I like the concept with this comic. Peter Pan retold in the backdrop of Europe in the middle of World War Two. I read the first arc and was entertained but just didn’t dig it enough to keep up with the single issues. So when issue #9 dropped in my lap, I thought it would be interesting to see how things have played out since I last read the series.
So I find myself in the middle of a very interesting issue. This is the confrontation/interrogation of Peter by Hook. It is in this setting that the series finds the voice for its own version of Captain Hook, and how his military mind and heart is trying everything it can to not outright kill Peter. Instead, he is going for trying to break his spirit.
You really do get inside Hook’s mind and how he sees the world. Like a good antagonist, he is in the belief that what he is doing is justified for what he perceives to be the greater good. He absolutely knows that he isn’t on the wrong side. What he sees in Peter is a sort of kinship, and I walked away from the comic thinking that he really does want Peter at his best so he can defeat him in the same way that Peter took his hand issues ago. Hook wants an equal and worthy opponent, and if he has to break Peter’s spirit to have it then he will.
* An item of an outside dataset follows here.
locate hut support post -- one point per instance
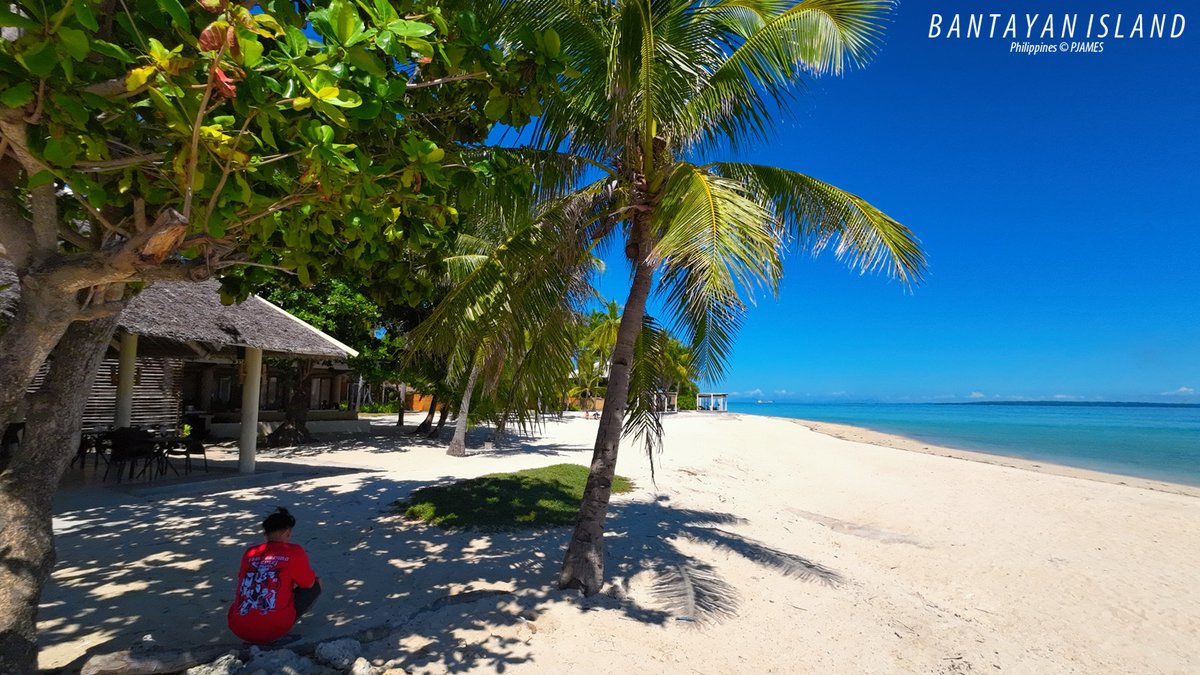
(252, 384)
(126, 376)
The sad thing is that I haven’t read the book in a bit, so there are some areas that don’t make sense to me. For example, I get that Hook wants Peter to talk about a location for some group of people called the Braves, but I don’t really know who they are in the context of the story. I also am at a loss for the names of some of the Lost Boys. I also know that the story is being told from one of the Lost Boys as he talks to a Mr. Parsons, but I forget which Lost Boy it was right off hand. I get the visual for who is giving the voice over narration, but the name escapes me. Outside of those few factors, the story reads rather well.
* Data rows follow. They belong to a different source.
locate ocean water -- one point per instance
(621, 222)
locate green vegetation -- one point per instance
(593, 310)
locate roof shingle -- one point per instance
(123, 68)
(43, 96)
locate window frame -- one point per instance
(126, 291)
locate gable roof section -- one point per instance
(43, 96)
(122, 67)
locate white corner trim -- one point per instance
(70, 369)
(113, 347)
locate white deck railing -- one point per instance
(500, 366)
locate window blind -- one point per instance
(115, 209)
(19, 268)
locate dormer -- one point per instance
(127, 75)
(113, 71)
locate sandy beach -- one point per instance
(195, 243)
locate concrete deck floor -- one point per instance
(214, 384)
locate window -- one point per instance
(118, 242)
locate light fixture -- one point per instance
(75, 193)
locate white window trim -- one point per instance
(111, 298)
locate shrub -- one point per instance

I remember one reason why I stopped reading was the art. It just wasn’t suiting my tastes. Issue to issue, it never really felt like the Lost Boys looked any different from one another. Their voices never seemed to be distinct either. Granted, both Peter and Hook have a very distinctive look about them and they are easily identifiable, but the others seem a little lost in the mix. Maybe it is just Jenkins’ art style, but it just isn’t one I am a fan of.
This issue had some interesting and exciting aspects to it. Looking back, this issue had me hanging around and excited for what was happening until just about near the end. There is such a distinctive look, feel, and sound to Peter and Hook from their interaction that was just really well done. If you get this book for one thing, get it for that confrontation.